The cigar burnt down to the size it had been back in the trailer, when I’d taken everything Leon had ever held dear, and extinguished itself. Ned, blinking like waking from a trance, pushed off the lethargy and stood up from the chair, running his hands over his hard muscle, feeling the youth and power in his chest and gut, walked to a mirror, chuckling–then laughing. A happy laugh, if a bit maniacal. You’d be a bit crazy too, if it happened to you. I finished for a second time in Leon’s pighole, pulled out, and undid the chains holding him in place. I told Ned that he was free to go, but that if he still wanted that second thousand dollars, all he had to do was allow this fat, worthless pig to service him–one last taste of the life he’d taken for granted before saying goodbye to it forever. Ned was more than happy to take the money–Leon was resistant, but an order from me was impossible to deny. He sucked down the young hunk’s load, and then I caged him up, leaving him there in the dungeon while I drove Ned home, so he could get ready for college that next week. He was…incredibly thankful. I told him to just appreciate it–to treasure it as a true second chance. Then I returned home.
In the cage, Leon was sitting, knees pulled to his belly, eyes hollow and and distant. When I came down the steps, the tears started again, but I could tell, this time, finally, they were fearful. Good. He should be afraid. He finally asked, through the tears, what was going to happen next–I unlocked the cage, ordered him out, bound him to a chair and put the mask over his head. He knew the mask well, from the hours of forced smoking before–when I would pack cigar after cigar into the air tube, choking him out with smoke.

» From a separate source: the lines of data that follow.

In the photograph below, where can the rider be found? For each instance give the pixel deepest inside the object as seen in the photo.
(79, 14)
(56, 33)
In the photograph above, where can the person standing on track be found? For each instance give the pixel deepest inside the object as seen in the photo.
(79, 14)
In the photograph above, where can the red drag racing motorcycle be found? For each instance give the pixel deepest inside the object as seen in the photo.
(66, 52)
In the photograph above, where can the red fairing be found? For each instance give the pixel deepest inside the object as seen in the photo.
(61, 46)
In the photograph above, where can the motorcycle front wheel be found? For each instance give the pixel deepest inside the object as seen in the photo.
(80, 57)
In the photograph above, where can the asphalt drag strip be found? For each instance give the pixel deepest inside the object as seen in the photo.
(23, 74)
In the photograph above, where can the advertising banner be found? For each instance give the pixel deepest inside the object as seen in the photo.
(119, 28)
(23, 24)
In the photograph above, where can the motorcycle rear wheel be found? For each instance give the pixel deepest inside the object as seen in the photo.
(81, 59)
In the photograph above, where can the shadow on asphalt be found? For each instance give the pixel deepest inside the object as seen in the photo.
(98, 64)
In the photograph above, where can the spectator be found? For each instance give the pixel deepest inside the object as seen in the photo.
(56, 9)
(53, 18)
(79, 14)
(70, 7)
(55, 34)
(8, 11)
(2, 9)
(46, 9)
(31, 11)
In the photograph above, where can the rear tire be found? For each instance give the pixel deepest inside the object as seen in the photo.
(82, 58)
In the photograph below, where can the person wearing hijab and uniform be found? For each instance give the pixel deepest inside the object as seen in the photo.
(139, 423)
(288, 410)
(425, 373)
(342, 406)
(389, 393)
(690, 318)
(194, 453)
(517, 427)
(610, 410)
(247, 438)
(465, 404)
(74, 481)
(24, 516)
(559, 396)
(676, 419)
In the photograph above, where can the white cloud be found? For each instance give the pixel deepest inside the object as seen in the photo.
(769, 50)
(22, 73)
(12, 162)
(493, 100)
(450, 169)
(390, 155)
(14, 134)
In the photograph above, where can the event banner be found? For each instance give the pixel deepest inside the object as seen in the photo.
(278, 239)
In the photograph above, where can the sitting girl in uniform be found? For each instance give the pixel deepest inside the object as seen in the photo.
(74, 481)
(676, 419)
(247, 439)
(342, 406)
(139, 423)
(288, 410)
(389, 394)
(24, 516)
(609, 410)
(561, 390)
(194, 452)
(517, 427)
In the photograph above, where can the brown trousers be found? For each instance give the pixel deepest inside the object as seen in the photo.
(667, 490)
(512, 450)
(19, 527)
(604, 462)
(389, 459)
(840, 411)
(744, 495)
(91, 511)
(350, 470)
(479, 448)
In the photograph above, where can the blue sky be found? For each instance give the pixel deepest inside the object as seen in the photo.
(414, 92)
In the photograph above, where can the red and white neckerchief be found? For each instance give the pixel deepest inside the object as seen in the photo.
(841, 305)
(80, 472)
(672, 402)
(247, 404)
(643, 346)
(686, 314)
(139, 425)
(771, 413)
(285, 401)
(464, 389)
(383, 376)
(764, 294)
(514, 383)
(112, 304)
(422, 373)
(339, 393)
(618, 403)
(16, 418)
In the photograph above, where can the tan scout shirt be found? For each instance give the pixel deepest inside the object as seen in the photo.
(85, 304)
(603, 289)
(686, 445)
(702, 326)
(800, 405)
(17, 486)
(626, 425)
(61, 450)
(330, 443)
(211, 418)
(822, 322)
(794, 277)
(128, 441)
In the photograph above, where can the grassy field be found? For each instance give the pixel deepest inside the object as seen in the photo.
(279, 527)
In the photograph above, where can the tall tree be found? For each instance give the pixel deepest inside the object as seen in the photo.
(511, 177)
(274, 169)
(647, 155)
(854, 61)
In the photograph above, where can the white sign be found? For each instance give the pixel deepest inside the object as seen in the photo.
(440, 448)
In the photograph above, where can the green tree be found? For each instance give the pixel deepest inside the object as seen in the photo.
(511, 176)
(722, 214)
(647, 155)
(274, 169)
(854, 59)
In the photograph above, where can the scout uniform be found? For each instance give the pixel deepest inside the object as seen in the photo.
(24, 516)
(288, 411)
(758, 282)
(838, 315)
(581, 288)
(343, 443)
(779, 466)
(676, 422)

Once he was secure, I was–for the first time–honest with him. I was going to destroy him. I had destroyed him, in fact, but now I was going to erase him, eradicate him, pulverize his entire personality, all of his memories, to dust. All that would remain, at the end, was a perfect, disgusting, loyal pigslave.

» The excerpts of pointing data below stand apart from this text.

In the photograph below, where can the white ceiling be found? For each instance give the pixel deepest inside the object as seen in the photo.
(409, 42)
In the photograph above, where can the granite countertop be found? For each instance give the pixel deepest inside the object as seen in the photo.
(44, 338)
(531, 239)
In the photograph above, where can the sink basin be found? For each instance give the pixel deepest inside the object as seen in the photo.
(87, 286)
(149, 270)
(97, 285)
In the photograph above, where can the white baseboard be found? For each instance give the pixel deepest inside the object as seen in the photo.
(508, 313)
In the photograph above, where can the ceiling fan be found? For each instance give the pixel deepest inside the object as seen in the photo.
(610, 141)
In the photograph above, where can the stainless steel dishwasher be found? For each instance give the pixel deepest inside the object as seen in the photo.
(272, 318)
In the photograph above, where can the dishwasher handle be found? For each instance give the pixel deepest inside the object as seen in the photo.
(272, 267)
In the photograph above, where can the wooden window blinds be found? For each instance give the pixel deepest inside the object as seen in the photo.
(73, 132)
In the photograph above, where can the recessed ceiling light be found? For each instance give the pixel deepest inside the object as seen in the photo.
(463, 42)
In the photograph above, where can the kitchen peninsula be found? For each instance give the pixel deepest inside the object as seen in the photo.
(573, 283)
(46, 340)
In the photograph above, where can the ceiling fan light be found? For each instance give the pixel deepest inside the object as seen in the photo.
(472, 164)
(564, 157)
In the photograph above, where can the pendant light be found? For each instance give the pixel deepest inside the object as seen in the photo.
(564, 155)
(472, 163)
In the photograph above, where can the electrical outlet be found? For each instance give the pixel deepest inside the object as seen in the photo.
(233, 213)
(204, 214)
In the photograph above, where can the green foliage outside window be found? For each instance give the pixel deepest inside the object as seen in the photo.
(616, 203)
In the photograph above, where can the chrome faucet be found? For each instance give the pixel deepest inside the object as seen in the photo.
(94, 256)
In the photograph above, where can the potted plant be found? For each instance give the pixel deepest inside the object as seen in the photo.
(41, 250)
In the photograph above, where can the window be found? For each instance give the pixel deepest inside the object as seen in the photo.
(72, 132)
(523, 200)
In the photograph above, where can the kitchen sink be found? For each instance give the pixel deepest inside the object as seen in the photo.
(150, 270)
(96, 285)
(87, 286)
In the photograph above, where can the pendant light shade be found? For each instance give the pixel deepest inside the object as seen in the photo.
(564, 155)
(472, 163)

Oh, he fought, of course. No one can help fighting their death. I had selected the cigars ahead of time–two dozen of them. The first seven would obliterate him–his memories, his will power, his ego–the rest would build something marvelous in their place. And marvelous he was–no more inhibitions, no more shame, no more petty humanity. He could behave normally enough at work and in public, but as soon as he was alone with me, he’d collapse to his knees, oinking and squealing, begging for food, piss, cock, filth–anything to validate himself in my eyes. A perfect pet–but I’ve grown a bit bored with him over these last four years, to be honest. Still Ned is finishing college next month, and I think he deserves a proper graduation present. Who, in their right mind, wouldn’t want the perfect pig, after all? Perfectly broken, that is.